We’ll get this going as quickly as we can but right now I’d like to throw an idea out for your consideration. There’s a chapter in the book (I’ve been re-reading it) about the seven plus or minus two numerals that we all can keep in our short term memories at any moment. I presented this as a figure of merit for nerds since the best programmers in those days were ones who seemed capable of keeping their code — all of it — in their heads at one time. If this was a good proxy for programming ability, I suggested, then we ought to have a contest to find the best short term memories in America and see if those people could become great programmers.
Lately I’ve been thinking of something very similar, though tailored a bit for the current era.

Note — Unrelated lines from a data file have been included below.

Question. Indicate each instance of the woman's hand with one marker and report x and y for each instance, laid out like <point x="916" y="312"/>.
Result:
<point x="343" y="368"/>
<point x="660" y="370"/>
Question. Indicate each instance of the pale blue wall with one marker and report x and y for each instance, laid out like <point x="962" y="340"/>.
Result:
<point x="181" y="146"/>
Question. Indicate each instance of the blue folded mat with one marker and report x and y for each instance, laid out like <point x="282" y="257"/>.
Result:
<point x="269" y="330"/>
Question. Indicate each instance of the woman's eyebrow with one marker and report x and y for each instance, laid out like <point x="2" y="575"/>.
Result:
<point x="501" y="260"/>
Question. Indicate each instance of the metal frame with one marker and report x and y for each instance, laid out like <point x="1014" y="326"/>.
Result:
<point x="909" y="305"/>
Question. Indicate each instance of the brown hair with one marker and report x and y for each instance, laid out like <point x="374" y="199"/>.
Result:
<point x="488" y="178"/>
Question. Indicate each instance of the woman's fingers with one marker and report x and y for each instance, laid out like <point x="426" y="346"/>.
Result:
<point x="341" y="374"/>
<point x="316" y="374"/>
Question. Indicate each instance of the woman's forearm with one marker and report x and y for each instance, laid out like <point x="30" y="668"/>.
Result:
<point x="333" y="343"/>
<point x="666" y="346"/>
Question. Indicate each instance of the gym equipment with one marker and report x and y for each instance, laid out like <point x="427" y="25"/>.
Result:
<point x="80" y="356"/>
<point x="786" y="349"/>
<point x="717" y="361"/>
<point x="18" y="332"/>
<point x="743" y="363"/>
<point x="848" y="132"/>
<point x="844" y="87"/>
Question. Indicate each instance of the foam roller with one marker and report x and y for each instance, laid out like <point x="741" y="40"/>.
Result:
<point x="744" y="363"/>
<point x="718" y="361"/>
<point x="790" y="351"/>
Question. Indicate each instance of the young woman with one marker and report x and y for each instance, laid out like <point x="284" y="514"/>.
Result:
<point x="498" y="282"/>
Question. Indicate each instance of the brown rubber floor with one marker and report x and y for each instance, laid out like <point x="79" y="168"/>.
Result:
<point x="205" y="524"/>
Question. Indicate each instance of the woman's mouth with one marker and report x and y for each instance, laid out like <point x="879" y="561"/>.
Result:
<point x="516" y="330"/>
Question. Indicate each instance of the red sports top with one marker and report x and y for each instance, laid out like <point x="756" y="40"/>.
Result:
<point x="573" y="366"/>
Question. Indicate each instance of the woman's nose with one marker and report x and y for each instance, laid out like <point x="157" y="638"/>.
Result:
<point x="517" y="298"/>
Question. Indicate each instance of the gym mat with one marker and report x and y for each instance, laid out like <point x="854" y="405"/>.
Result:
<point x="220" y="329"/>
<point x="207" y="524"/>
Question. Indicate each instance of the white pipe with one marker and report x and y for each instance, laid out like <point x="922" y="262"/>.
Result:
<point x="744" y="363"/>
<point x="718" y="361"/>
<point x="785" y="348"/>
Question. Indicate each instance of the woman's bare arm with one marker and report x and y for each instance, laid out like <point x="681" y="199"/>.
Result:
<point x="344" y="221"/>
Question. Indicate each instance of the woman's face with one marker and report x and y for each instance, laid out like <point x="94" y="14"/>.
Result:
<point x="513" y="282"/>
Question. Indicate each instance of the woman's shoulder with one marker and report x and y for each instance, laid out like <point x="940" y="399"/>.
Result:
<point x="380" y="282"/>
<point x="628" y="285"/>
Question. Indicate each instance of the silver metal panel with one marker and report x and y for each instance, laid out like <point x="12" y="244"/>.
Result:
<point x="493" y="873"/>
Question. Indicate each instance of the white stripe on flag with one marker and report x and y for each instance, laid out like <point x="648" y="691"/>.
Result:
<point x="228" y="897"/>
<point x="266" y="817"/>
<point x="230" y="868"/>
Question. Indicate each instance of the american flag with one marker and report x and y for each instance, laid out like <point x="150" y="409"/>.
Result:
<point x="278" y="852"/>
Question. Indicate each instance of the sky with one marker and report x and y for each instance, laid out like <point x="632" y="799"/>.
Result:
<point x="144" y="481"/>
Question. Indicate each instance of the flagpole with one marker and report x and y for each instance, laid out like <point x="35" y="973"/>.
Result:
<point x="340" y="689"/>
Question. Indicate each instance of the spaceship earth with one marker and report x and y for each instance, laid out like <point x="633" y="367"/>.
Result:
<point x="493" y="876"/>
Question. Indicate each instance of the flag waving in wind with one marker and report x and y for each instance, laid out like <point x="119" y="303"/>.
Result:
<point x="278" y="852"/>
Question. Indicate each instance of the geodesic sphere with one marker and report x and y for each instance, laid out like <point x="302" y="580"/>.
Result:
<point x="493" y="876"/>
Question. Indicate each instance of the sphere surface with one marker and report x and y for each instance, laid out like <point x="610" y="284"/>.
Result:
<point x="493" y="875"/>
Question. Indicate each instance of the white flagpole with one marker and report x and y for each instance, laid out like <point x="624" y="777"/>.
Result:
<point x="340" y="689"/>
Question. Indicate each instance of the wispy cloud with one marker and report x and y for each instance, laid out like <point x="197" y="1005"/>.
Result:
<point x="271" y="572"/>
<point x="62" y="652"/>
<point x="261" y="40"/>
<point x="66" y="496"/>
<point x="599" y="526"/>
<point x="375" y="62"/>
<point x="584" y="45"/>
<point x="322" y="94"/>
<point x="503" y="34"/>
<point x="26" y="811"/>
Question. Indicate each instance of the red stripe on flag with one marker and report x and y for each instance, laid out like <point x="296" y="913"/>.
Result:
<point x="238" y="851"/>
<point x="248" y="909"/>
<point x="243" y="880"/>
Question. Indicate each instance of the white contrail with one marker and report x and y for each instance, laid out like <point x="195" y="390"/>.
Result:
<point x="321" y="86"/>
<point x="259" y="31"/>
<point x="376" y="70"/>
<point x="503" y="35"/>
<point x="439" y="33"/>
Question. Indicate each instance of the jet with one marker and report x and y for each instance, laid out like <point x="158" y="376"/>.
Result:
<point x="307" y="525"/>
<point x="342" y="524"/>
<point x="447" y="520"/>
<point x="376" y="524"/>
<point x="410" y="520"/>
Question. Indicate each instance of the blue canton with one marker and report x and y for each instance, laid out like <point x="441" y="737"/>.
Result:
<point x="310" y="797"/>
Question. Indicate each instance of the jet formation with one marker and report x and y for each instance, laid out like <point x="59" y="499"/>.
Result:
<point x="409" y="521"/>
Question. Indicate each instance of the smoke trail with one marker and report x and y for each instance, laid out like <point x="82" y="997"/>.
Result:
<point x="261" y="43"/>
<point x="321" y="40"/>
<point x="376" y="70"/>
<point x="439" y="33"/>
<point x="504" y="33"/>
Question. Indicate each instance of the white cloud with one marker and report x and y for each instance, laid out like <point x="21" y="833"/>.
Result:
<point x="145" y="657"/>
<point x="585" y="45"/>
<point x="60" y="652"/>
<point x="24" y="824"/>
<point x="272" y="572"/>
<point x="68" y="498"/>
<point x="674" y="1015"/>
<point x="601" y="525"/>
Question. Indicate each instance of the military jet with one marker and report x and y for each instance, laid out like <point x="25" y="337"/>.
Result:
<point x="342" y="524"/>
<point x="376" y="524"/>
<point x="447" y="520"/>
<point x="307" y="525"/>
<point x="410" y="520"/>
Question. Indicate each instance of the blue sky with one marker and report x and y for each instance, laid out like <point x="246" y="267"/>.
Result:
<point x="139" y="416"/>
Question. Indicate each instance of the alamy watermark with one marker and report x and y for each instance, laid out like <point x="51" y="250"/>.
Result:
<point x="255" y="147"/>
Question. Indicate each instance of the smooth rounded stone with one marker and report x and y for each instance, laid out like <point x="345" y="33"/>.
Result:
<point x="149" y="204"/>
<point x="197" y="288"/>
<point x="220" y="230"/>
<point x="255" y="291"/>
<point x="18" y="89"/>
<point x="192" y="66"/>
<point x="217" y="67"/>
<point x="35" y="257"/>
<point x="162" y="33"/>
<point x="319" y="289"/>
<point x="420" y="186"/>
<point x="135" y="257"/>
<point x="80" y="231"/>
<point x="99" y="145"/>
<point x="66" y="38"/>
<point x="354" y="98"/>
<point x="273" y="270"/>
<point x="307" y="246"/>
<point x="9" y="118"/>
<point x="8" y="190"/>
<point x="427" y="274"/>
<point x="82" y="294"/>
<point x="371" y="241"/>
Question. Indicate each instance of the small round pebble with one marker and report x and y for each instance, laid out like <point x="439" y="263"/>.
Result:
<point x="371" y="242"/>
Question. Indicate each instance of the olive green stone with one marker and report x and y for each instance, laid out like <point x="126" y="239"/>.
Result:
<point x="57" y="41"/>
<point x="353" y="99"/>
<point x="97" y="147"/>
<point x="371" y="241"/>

America is dropping behind in technology because our education system is fading, we’re told. Now this doesn’t happen to be true at all as I showed recently with six different studies (1, 2, 3, 4, 5, 6) funded mainly by the U.S.Department of Defense. But what is true, I think, is that the rest of the world is catching up. America’s inherent technical advantage isn’t what it used to be. This is point #1.
Point #2 is that India and China, especially, are emerging as technology powerhouse nations primarily on the basis of their immense populations. If technical aptitude is equally distributed and nurtured, then countries with three times the population of the United States will nurture three times as many geniuses. The only way to compete with that is to: 1) get those foreign geniuses to move to America, or; 2) come up with a more efficient way of recruiting the best and the brightest American students to high tech — to increase our own genius yield.
Point #3 has everything to do with the role of geniuses in building new industries: they are absolutely vital. I made this point very strongly in Accidental Empires, that the function of the genius is to make possible advances that would be otherwise impossible. What this means in the technical and ultimately economic competition among nations is that a few very smart people can make the difference. We are mistaken to some extent, then, when we worry about average test scores and average performance. Sure these things are important, but they aren’t the key to future industries and breakthroughs, since those will be made pretty much entirely by a very small number of quite non-average people.
Finding and nurturing those non-average folks, then, is not only a function vital to continued American success as a world power, it is also a heck of a lot easier to do than jacking-up everyone’s SAT scores by 50 points.
Which brings me back to the idea of a test or a contest that I’ve been calling Geek Idol.
America and the world are mad for talent competitions so I think we should have one for finding the best people to become computer scientists and engineers. Let’s start a discussion right here of what such a competition would look like, what it would measure, and how it would work. Remember this will only scale properly if we also make it entertaining. It has to be fun or it won’t happen. And I’m quite determined that this should get a chance to happen.
Once the idea is fleshed out a bit, I predict that some person or organization with money to spare will emerge to fund it.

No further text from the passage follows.